Prep: 15 minutes
Total: 25 minutes
2 tablespoons toasted sesame oil or chilli oil (plus goop at the bottom of the bottle.)
2 tablespoons toasted sesame paste
2 tablespoons peanut butter
1 garlic clove finely chopped
1 green onion, trimmed and finely chopped, white and green in separate piles
1 ½ tablespoons regular soy sauce
1 tablespoon dark vinegar
1 teaspoon sugar
8 ounces dried wheat noodles of any kind
1. First make the sauce: in a wok, mix together the sesame oil (or chilli oil and goop), sesame paste, peanut butter, garlic, onion whites, soy sauce, vinegar and sugar. Heat this until slowly over medium-low heat, stirring constantly, until sauce is slightly cooked through, then taste and adjust seasoning.

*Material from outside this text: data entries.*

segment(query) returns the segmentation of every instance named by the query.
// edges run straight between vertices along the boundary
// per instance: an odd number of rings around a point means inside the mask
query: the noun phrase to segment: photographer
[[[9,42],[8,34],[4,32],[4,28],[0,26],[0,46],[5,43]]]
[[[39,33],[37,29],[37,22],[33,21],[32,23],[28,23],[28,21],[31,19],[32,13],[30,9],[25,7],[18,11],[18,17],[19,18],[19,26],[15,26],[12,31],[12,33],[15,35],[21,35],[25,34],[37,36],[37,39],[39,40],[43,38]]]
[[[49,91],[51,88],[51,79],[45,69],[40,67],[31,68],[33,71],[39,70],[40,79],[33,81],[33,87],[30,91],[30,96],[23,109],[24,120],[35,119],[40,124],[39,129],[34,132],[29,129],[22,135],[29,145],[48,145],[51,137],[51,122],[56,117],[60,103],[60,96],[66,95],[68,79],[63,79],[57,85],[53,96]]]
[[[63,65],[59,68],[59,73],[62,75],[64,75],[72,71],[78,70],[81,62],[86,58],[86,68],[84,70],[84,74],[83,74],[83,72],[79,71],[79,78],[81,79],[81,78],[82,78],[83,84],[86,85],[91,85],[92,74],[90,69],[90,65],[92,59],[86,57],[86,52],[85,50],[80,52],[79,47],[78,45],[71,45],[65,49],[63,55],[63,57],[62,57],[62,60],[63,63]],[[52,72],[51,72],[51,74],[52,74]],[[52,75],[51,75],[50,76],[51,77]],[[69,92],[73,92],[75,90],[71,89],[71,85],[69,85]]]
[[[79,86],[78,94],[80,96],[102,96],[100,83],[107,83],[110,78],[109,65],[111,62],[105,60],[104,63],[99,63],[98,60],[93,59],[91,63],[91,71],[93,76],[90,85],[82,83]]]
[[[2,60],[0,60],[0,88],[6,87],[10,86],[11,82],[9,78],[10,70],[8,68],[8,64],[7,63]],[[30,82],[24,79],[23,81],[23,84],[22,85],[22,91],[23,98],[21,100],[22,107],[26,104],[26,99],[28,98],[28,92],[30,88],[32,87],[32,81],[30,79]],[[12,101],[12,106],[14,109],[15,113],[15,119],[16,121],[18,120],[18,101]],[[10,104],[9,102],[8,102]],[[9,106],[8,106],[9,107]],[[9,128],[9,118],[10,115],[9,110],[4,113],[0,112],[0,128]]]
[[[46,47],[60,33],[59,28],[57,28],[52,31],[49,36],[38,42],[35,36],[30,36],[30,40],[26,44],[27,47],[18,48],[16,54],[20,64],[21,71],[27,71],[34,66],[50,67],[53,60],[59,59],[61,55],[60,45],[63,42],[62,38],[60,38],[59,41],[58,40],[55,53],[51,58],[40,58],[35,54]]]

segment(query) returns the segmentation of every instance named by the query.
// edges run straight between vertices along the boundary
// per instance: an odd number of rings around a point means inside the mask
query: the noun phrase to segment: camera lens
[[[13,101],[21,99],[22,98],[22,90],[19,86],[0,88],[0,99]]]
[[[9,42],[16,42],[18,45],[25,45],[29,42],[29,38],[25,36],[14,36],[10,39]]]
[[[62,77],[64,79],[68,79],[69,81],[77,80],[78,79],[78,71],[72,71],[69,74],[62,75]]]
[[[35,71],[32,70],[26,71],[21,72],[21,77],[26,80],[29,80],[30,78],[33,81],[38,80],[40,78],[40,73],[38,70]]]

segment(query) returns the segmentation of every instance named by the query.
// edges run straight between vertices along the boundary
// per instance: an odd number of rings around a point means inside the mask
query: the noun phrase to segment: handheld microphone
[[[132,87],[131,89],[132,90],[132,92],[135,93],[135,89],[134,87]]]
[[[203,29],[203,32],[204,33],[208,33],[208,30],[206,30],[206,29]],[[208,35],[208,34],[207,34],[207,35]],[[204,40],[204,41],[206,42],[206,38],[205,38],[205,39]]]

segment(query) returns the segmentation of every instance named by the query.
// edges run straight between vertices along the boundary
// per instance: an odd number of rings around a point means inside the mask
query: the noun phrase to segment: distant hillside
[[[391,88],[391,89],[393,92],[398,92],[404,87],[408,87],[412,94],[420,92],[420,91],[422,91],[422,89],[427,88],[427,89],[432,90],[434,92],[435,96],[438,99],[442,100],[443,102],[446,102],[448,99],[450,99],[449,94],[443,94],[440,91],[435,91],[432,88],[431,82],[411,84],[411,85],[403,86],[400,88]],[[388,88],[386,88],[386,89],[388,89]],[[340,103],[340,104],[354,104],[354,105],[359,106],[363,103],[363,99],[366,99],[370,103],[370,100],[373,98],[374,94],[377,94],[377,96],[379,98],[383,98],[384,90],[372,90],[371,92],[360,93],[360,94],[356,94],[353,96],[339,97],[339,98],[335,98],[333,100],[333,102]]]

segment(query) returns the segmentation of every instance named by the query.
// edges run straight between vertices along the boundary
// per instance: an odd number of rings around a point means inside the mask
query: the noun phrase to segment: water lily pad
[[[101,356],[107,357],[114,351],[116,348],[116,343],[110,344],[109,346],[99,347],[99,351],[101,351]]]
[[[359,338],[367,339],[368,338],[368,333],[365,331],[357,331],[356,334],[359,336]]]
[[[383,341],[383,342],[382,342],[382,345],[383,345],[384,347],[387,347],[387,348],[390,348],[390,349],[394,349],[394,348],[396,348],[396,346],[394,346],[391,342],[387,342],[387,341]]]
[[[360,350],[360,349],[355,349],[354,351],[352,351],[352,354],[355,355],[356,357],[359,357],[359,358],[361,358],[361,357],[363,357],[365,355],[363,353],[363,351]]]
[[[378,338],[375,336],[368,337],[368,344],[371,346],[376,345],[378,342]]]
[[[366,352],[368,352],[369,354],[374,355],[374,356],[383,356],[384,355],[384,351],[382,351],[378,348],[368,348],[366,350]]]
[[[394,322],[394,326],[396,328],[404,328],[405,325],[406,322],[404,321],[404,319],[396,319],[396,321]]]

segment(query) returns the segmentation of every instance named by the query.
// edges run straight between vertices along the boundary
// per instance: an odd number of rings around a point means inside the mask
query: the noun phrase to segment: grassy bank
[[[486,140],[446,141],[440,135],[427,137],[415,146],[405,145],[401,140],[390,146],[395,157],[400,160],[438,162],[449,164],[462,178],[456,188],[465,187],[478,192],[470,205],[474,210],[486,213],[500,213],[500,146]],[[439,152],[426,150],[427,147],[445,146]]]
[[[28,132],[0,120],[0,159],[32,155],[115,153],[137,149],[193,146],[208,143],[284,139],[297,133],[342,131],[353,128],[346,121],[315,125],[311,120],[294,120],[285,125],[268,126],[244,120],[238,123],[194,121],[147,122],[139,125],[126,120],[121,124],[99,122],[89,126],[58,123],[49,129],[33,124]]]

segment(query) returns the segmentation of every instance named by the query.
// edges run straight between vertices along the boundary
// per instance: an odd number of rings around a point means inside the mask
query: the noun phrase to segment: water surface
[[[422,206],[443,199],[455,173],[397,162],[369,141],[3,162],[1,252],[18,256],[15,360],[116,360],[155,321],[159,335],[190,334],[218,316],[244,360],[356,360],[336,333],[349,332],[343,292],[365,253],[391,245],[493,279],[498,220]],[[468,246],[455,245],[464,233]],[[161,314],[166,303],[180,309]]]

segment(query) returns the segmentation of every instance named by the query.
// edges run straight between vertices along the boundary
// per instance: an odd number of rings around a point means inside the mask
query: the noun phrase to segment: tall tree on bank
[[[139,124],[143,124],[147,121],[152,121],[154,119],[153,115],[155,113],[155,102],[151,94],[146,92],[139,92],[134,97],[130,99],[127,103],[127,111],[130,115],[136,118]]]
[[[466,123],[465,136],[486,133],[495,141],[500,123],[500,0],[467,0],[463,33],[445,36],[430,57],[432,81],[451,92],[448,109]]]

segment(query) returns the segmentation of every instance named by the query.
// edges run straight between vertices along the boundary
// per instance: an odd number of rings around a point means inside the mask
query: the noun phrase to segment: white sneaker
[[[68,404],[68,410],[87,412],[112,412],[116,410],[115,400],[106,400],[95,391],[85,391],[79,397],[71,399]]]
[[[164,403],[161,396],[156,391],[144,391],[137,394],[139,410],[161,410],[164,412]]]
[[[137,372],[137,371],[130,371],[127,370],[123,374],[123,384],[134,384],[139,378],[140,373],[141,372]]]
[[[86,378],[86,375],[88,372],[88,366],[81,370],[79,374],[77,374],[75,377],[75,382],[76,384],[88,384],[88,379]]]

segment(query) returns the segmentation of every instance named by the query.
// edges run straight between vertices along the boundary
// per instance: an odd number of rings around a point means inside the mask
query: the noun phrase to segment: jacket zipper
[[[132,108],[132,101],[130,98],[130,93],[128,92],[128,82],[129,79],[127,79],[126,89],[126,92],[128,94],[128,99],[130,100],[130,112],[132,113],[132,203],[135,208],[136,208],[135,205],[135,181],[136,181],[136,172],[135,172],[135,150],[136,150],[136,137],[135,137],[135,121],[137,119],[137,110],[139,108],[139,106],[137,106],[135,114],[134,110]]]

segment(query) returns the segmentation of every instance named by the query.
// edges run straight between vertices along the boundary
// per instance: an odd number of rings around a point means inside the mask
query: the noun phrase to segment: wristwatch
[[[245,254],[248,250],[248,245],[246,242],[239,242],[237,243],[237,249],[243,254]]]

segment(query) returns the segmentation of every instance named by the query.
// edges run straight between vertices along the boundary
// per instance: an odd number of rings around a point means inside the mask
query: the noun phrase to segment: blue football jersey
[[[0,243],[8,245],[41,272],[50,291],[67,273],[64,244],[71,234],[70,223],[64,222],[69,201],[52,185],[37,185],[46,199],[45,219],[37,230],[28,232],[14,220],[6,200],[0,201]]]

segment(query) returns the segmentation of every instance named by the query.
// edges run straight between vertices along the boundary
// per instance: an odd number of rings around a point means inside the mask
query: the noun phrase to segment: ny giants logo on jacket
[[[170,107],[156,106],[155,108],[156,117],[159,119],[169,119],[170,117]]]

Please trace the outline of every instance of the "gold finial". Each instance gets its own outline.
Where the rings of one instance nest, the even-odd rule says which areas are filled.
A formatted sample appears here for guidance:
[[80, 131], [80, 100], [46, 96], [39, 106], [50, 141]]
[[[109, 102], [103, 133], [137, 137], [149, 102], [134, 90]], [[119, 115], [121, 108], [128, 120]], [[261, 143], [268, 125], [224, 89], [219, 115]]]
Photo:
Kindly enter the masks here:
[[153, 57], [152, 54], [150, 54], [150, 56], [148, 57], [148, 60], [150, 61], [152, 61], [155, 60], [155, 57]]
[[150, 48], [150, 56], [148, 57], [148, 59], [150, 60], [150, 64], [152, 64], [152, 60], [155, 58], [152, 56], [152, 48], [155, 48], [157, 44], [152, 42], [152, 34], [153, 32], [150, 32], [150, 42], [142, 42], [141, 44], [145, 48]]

2. Bring a saucepan filled with water to a boil, add the wheat noodles, and cook until barely done. Scoop out the noodles and add to the wok, reserving the pasta water. Toss the noodles until they are all well coated adding some of the pasta water as needed to keep them from clumping up. (To be honest it will take more water than you would expect.) Divide the noodles among the bowls, sprinkle on the onion greens, and serve hot. I like to offer small bowls of the cooking water on the side as a simple soup that can be used to thin down the sauce as needed.